Savers
sometimes think of ELSS funds and ULIPs as alternatives. This is a mistake
Functionally,
there is nothing common between ELSS ( Equity Linked Savings Scheme)funds and
ULIPs( Unit Linked Insurance Plan). It's a basic rule of saving to not mix up
insurance and investments. ELSS and ULIPs are two different products that serve
different purposes. While ULIP is a mix of life insurance and investment
offered by life insurance companies, ELSS is an equity fund. Both are eligible tax-saving
investments but there the similarity ends.

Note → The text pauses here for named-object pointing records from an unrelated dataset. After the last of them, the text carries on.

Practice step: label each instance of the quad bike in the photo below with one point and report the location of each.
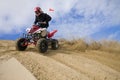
(39, 37)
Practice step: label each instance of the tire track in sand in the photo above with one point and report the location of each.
(45, 68)
(91, 68)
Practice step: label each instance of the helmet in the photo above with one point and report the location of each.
(37, 9)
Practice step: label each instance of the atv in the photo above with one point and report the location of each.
(40, 37)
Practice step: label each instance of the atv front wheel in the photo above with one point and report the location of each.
(42, 45)
(54, 44)
(20, 44)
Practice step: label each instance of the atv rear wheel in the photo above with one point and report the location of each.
(20, 44)
(54, 44)
(42, 45)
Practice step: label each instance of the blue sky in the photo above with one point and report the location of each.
(74, 19)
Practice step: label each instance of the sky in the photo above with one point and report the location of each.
(74, 19)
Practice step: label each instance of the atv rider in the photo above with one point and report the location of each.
(41, 19)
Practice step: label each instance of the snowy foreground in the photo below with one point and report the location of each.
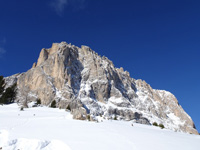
(43, 128)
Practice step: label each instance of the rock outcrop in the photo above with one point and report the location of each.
(90, 84)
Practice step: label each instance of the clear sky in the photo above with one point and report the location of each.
(155, 40)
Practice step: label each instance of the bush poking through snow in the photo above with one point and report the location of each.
(53, 104)
(68, 108)
(155, 124)
(161, 126)
(88, 117)
(9, 95)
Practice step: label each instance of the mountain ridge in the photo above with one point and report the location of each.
(91, 85)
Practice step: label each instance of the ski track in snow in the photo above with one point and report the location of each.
(45, 128)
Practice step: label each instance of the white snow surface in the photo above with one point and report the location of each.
(43, 128)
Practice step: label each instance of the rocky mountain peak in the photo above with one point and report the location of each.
(91, 85)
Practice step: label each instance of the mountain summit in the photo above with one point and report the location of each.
(90, 85)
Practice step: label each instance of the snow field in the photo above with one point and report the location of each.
(43, 128)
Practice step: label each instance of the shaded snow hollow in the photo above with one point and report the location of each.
(43, 128)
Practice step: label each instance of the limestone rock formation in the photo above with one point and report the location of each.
(90, 84)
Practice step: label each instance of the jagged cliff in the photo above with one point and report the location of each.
(90, 84)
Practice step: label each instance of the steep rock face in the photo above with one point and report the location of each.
(90, 84)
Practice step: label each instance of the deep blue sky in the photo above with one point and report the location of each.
(158, 41)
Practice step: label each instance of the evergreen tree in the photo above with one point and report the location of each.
(9, 95)
(161, 126)
(1, 84)
(38, 101)
(53, 104)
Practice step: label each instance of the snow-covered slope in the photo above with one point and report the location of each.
(43, 128)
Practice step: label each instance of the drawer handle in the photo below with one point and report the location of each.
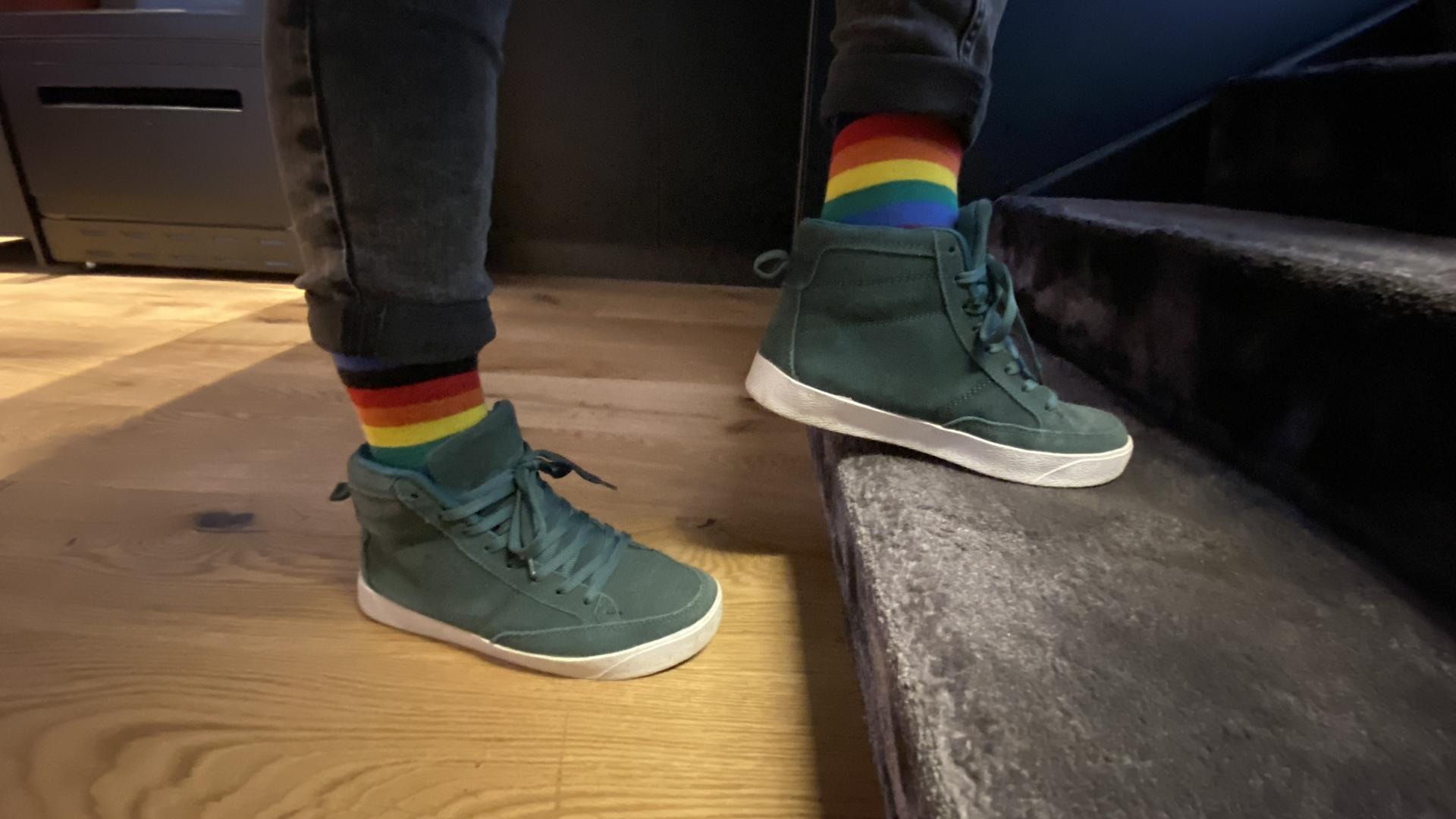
(101, 96)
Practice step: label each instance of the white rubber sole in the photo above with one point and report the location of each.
(639, 661)
(781, 394)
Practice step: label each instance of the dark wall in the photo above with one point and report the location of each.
(653, 139)
(1072, 76)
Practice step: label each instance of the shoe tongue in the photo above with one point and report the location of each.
(976, 223)
(469, 458)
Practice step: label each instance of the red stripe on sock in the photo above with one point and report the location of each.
(421, 392)
(916, 126)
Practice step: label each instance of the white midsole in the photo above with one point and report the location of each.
(778, 392)
(638, 661)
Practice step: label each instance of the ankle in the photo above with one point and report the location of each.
(894, 169)
(408, 410)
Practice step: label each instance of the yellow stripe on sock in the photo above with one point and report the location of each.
(424, 431)
(889, 171)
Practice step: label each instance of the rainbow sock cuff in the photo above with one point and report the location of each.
(894, 169)
(408, 410)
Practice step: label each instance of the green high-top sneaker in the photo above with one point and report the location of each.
(905, 337)
(485, 556)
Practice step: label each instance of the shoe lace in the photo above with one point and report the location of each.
(993, 305)
(536, 525)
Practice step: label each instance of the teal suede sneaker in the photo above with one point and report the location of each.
(485, 556)
(905, 337)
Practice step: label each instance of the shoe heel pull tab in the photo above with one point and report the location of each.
(770, 264)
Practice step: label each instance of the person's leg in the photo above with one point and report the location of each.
(383, 112)
(894, 322)
(389, 183)
(908, 88)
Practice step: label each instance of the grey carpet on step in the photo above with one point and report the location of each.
(1177, 643)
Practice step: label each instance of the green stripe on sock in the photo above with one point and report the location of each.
(887, 193)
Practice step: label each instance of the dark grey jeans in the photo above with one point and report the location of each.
(383, 112)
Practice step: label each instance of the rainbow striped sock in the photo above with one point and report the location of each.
(894, 169)
(408, 410)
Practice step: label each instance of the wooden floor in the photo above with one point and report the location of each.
(159, 659)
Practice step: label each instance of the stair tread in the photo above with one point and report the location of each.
(1357, 66)
(1178, 642)
(1424, 261)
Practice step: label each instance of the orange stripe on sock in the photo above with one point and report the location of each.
(894, 148)
(419, 413)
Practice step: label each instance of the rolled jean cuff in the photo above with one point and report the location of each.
(400, 331)
(908, 83)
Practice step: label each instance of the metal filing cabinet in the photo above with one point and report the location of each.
(128, 124)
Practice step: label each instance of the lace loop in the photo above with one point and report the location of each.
(992, 300)
(770, 264)
(535, 525)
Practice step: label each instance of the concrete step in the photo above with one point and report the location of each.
(1180, 643)
(1367, 142)
(1312, 354)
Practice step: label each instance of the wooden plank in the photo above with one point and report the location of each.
(178, 635)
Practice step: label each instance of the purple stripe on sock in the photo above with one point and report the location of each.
(906, 215)
(360, 363)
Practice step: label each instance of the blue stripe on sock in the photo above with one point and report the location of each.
(900, 215)
(360, 363)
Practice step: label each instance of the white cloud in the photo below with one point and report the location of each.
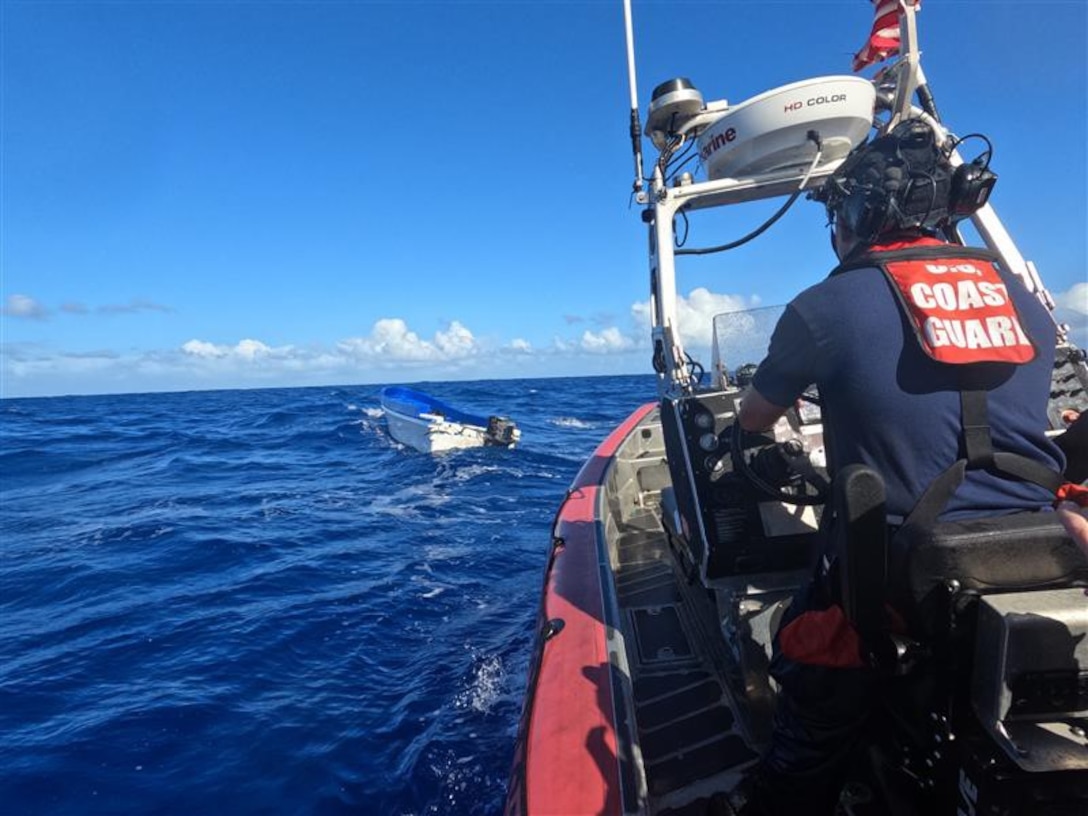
(250, 349)
(606, 342)
(201, 348)
(1072, 309)
(392, 341)
(23, 306)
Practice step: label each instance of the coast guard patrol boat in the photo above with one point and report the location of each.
(682, 538)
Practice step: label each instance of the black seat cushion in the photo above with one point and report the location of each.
(1018, 552)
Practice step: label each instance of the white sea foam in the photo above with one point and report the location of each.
(570, 422)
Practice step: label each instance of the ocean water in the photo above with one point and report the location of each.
(257, 602)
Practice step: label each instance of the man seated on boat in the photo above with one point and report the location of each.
(910, 340)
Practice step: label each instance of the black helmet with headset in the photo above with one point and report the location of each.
(903, 181)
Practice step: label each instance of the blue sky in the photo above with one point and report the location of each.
(204, 195)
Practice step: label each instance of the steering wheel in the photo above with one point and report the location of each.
(814, 486)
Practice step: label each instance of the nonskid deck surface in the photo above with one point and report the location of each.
(688, 729)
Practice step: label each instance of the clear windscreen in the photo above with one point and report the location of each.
(741, 340)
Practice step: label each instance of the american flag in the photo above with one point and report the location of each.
(884, 39)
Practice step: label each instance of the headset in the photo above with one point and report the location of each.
(904, 181)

ELSS have predictable cost, and easily
understandable returns and are transparent about how the fund operates and what
it invests in. Not so with ULIPs. From the premium paid, the insurer deducts
charges towards life insurance (mortality charges), administration expenses and
fund management fees. So only the balance amount is invested. ULIPs have high
first year charges towards acquisition (including agents’ commissions). In
order to evaluate the return generated by a ULIP and thus compare it with
another investment, you need to take into consideration only that portion of
the premium that is invested in a fund. This information is not easy to come
by.
In a ULIP, the mix of investment and insurance
prevents savers from having a clear cost-vs-benefit understanding of either of
the two components.
Also, with a ULIP, you have to block your money
for long periods of time. So you sacrifice on transparency and liquidity. In
theory, ULIPs have a five year lock-in, but since terminating the policy early
returns adversely, in effect is a ten to fifteen years commitment.
All the charges, which could be as high as 60 per
cent in the first year, begin to taper from the fourth year onwards. So you
will have to stick on for at least 10 - 15 years to make sure you get a decent
overall return on the investment you have made.
The high costs, difficulty in evaluation, lack of
transparency and low liquidity don't make a ULIP a suitable avenue to put one's
money. It is the agents who benefit most since commissions can go up to 25 per
cent. Insurance should never be an investment.